We have recently experienced a physical trouble with a GPU that causes a segmentation fault in jobs executed on that node.
After the job fails with exit_status=139, PBS starts executing another job on that node, and it fails, and so on.
As a result, a single unstable node behaves like a blackhole, making the whole complex useless.
I guess this kind of situation occurs frequently in a large system and people have established a best practice against such a trouble.
Could someone suggest a smart way to handle this situation with PBS Pro?
It would be my pleasure to learn the wisdom of predecessors
you can use exechost_periodic hook to do the health checks on these nodes and if there is an issue, put the node in the offline state, manually this can be achieved by running the below command
qmgr -c 's n NODENAME state=offline"
Also, please refer the PBS Pro Admin guide: https://pbsworks.com/pdfs/PBS14.2.1_BigBook.pdf
5.2.6 Offlining and Clearing Vnodes Using the fail_action Hook Attribute
Thank you for your kind advice.
I understand it is necessary to detect the failure with my hook.

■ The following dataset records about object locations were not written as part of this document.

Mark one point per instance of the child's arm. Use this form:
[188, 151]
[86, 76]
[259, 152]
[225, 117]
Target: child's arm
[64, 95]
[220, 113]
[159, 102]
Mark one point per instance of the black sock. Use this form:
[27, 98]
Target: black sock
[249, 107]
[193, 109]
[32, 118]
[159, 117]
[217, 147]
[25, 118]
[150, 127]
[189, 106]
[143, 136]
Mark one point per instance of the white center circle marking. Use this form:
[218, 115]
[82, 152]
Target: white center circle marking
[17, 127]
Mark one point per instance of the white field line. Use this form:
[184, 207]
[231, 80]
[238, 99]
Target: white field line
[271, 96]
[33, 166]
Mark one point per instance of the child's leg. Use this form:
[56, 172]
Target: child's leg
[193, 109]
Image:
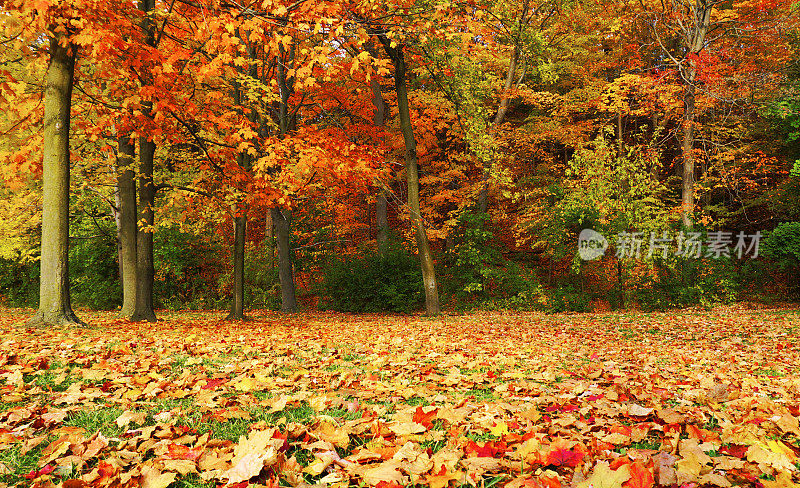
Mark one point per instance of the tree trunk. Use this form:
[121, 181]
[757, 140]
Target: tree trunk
[687, 150]
[239, 232]
[126, 225]
[381, 205]
[145, 270]
[55, 308]
[696, 41]
[269, 230]
[281, 220]
[511, 75]
[412, 177]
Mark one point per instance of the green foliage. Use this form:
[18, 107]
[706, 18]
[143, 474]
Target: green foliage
[477, 272]
[782, 245]
[93, 268]
[372, 282]
[567, 298]
[687, 282]
[19, 283]
[262, 287]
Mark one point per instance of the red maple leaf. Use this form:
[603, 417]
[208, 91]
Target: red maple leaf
[564, 457]
[423, 418]
[641, 477]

More essentially, it is necessary to clearly define the type/level of failure we need to automatically detect in our complex.
There is no single answer to the question and I’ll continue discussing with my colleagues.
Any comments and advice from experienced administrators would be appreciated.
The hooks can be used to detect all type/level of failures periodically and designated to take respective actions.
If you can share us the list of failures that needs to be detected, that will be helpful to discuss. The community will get to know and they can share their feedback.
Thank you for your kind suggestion.
So far we have no clear idea of “the list of failures”.
I’ll talk with you guys again when we come up with an idea.